Abstract Research Project:

Trans*Writing. Immanence and Transformation. Towards a Political, Ethical and Aesthetical Theory of Writing as Arts-based Research.[V635]


A lot has been written about the relationship between artistic practice and writing in the context of research, both in and outside the framework of academic and art discourses. Writing there has been primarily addressed as giving an explicit verbal account of the implicit knowledge embodied in both artistic practices and products while art seems to remain outside of what can be expressed by words. By comparison, very little has been said about writing as creative practice in itself, capable of providing meaning by expanding the scope of the writing process in order to give a voice to the semiotic, the unconscious and bodily processes of signification (Kristeva). But why?! Caduff (2010) is focusing mainly on institutional reasons to explain this instance. In addition to this, the given project suggests an epistemological analysis, claiming that namely poststructuralist, queer-feminist encounters with writing (by e. g. Julia Kristeva, Hélène Cixous, Jacques Derrida, Gilles Deleuze, etc.) have not yet been extensively implemented into a theory of writing as arts-based research. Within this approach writing can initiate transformations not only in the contexts of art and (academic) research but moreover, these transformations immanently affect our being in the world. Viewed not as an act that aims at the propositional aspect of writing but rather as a performative practice, writing hence seems to be an exceptional choreo-graphic setting and calls for an immanent choreo-graphic plane of Trans*Writing as a trans-subjective lived alternative to the “death of the author” (Barthes).
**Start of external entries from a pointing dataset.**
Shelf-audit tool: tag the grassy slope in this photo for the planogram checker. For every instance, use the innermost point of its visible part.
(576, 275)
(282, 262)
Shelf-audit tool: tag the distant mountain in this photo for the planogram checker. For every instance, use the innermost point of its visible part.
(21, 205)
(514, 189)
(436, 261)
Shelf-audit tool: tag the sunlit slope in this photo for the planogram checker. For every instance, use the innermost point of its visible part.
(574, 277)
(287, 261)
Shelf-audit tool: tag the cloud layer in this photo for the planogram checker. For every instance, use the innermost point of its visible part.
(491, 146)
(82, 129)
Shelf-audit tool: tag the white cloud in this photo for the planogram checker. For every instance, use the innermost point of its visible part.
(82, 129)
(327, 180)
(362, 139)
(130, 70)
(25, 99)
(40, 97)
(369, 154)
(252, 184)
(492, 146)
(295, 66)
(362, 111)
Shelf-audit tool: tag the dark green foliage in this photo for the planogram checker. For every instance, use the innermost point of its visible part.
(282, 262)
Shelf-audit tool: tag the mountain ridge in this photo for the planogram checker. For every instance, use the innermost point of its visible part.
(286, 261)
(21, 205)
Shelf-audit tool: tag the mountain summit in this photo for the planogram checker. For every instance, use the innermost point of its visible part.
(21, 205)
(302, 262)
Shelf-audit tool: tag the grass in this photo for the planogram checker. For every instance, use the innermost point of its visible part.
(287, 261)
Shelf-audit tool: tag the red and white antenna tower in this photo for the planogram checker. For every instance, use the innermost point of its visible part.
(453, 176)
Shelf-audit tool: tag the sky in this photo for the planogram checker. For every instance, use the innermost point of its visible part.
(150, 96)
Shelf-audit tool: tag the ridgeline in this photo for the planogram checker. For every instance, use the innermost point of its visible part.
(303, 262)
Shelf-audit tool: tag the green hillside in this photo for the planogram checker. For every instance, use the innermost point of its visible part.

In response to this the project aims to develop the arts-based research praxis of “Trans*Writing” and a “Trans*Theory” reflecting on it. This will be accomplished by drawing upon feminist concepts of writing as a performative practice (Cixous, Kristeva, Butler). Trans*writing thus is to bring about a form of radical openness for the excess of meaning that the academic writing tradition tries to capture. Trans*writing understood as an arts-based research practice does not signify monolithically. Conducted by the applicant the PEEK-project will on the practical level involve writing laboratories. This project will be carried out in co-operation with the University of Applied Arts, Vienna.